A few basic shortcuts and commands I have picked up over the years that have helped me become more efficient when working in a *nix shell.

The shortcuts and commands in this post should work with both bash and zsh.

Moving

CTRL-a

Move to the beginning of line.

CTRL-e

Move to the end of line.

Searching

CTRL-r

This will let you search through the history of commands you have entered. The phrase you search for doesn’t have to be in beginning of the command your looking for, so you can search for commands by entering arguments or filenames. If the first match you get is not the command your looking for just hit CTRL-r again and will move to the previous match.

This is very useful if you do a lot of logging in and out of servers by SSH; just hit CTRL-r, start typing a part of the hostname or username, hit ENTER and bang - you’re connecting to the server.

Backgrounding

CTRL-z

This will bring the current application running in the shell to the background. To bring back the backgrounded application use the command fg.

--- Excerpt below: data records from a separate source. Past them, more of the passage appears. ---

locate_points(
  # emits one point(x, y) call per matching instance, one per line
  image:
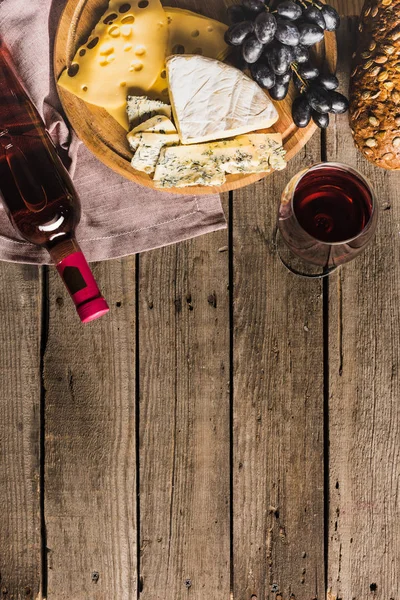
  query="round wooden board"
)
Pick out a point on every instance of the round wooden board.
point(107, 139)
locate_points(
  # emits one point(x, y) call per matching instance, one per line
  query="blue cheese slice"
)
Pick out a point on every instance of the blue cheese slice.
point(177, 171)
point(207, 164)
point(212, 100)
point(159, 124)
point(149, 148)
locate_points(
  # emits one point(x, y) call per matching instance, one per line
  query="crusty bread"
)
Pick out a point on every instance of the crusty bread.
point(375, 84)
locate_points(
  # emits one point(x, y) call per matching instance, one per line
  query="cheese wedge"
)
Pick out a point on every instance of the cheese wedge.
point(211, 100)
point(190, 33)
point(141, 108)
point(157, 124)
point(125, 51)
point(188, 165)
point(149, 148)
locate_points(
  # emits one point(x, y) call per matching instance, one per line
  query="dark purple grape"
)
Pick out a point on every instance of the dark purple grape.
point(285, 78)
point(287, 33)
point(301, 111)
point(310, 34)
point(314, 15)
point(319, 99)
point(265, 27)
point(252, 49)
point(308, 71)
point(279, 57)
point(236, 34)
point(289, 10)
point(236, 14)
point(263, 75)
point(300, 85)
point(280, 90)
point(331, 18)
point(301, 54)
point(339, 103)
point(329, 82)
point(253, 7)
point(320, 119)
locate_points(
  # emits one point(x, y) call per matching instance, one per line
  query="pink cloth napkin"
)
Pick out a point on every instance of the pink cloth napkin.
point(118, 216)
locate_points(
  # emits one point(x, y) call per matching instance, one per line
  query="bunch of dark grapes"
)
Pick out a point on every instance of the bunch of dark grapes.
point(274, 39)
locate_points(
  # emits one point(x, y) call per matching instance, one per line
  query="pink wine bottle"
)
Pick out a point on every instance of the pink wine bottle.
point(37, 192)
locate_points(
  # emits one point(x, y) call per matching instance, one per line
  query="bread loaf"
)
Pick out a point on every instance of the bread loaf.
point(375, 84)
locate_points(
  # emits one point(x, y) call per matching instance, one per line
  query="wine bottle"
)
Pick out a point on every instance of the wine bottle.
point(37, 192)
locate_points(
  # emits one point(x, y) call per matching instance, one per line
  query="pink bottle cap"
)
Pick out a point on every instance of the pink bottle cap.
point(94, 309)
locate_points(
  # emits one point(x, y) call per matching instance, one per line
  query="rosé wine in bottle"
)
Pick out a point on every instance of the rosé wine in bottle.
point(37, 192)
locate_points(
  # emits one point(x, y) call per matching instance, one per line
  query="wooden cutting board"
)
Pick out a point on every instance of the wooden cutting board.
point(104, 136)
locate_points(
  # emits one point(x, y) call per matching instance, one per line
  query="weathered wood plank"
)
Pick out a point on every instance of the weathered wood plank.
point(90, 496)
point(20, 304)
point(364, 552)
point(278, 501)
point(184, 421)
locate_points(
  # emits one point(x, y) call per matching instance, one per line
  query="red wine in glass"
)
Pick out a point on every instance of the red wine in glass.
point(327, 214)
point(37, 192)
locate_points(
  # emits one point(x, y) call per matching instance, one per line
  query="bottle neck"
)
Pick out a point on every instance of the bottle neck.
point(78, 279)
point(63, 249)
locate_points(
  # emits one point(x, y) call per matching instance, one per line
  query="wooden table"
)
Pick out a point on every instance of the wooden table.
point(230, 431)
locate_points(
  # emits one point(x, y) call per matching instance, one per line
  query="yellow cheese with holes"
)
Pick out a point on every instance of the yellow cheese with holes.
point(204, 164)
point(190, 33)
point(124, 53)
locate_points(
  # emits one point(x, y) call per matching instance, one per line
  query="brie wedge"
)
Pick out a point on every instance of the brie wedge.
point(211, 100)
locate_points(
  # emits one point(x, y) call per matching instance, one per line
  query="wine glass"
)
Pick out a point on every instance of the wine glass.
point(327, 216)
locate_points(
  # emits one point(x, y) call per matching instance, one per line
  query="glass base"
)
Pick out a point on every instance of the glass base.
point(297, 265)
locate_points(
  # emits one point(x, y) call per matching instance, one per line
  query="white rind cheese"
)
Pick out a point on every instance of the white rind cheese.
point(207, 164)
point(211, 100)
point(141, 108)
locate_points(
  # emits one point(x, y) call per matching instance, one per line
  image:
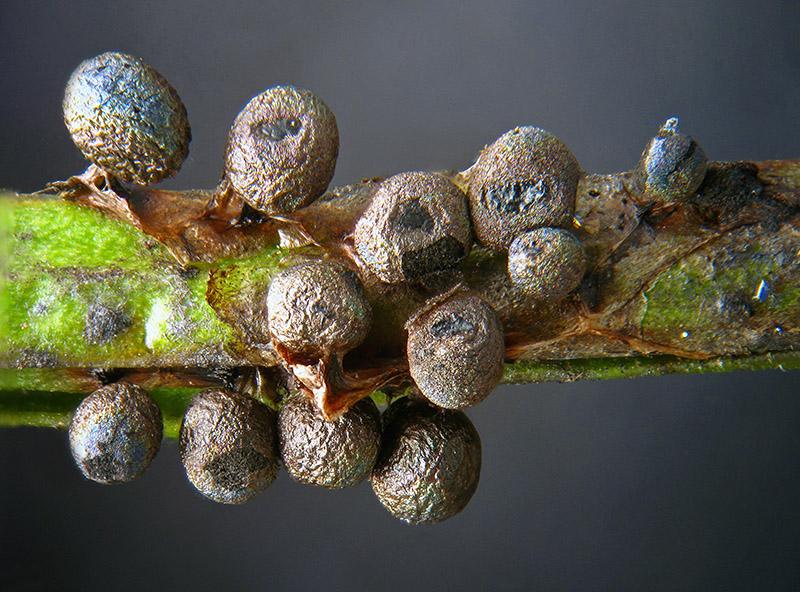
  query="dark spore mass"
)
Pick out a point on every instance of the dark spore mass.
point(517, 197)
point(231, 469)
point(275, 131)
point(414, 217)
point(729, 186)
point(104, 323)
point(450, 326)
point(416, 264)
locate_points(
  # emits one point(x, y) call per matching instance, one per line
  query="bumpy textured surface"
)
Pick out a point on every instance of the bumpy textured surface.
point(455, 351)
point(672, 166)
point(526, 179)
point(546, 263)
point(333, 454)
point(282, 150)
point(126, 118)
point(228, 446)
point(318, 308)
point(115, 433)
point(416, 224)
point(430, 462)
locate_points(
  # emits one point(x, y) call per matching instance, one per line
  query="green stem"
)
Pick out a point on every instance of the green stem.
point(692, 288)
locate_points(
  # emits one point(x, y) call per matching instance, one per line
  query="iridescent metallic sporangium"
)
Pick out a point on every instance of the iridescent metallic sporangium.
point(115, 433)
point(126, 118)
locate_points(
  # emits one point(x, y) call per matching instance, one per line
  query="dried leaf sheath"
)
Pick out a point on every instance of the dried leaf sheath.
point(670, 288)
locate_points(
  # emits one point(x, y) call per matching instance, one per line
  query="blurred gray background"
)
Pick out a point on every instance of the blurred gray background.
point(674, 483)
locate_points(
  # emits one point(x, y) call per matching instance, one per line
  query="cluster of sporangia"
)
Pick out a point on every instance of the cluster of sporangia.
point(424, 455)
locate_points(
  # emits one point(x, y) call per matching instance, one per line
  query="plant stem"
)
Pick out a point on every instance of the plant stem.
point(710, 285)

I use this a lot when I am working in vim and need to do a few shell commands, much faster than splitting the window or opening up a new tab.

Repeating

$ !!

Use the !! command to repeat the last command you ran, just like doing up-arrow + enter on the keyboard.

I am using this by binding !!\n to a convenient key combination so I don’t have to move over the arrow keys to repeat the last command. You can easily create key combinations for stuff like this in iTerm2 by opening Preferences > Profiles > Keys and adding a shortcut with action set to ”Send Text” and ”!!\n”.

$ !ssh

This will repeat the most recent command you entered that started with ”ssh”.

If you are using oh-my-zsh this won’t work by default, to enable you have to remove the line that says setopt hist_verify in ~/.oh-my-zsh/lib/history.zsh.

Chaining

$ a-long-running-command && command-depending-on-the-first-one

Your can chain commands by putting them on the same line and using either ; or && to separate them. The problem with ; is that it will run all the commands no matter what happens and the great thing with && is that it will stop if one of the commands fail.

This is really useful when you are working with tasks that will take some time to finish and is dependent of each others success. To illustrate:

$ mkdir hello
$ mkdir hello && echo "I created hello"    
mkdir: hello: File exists
$

Opening

$ open .
$ open image.jpg

On Mac OS X there is a command called open, you can use this to open up a directory or a file like it would have happened if you had double clicked on it in the Finder.

Notes

Most of the shortcuts in the shell are made possible by the great GNU Readline Library, this library is used in many other shell applications which makes the shortcuts available in those as well.

There are of course loads of more short cuts and useful commands to learn. Bash has been around for over 20 years so there has been a few people documenting the features. For example Wikipedia is pretty good starting point for the different keyboard short cuts available in bash.

If you are a Vim user you will probably like vi mode for your shell. With this you can use the commands you know from vim to edit the command line.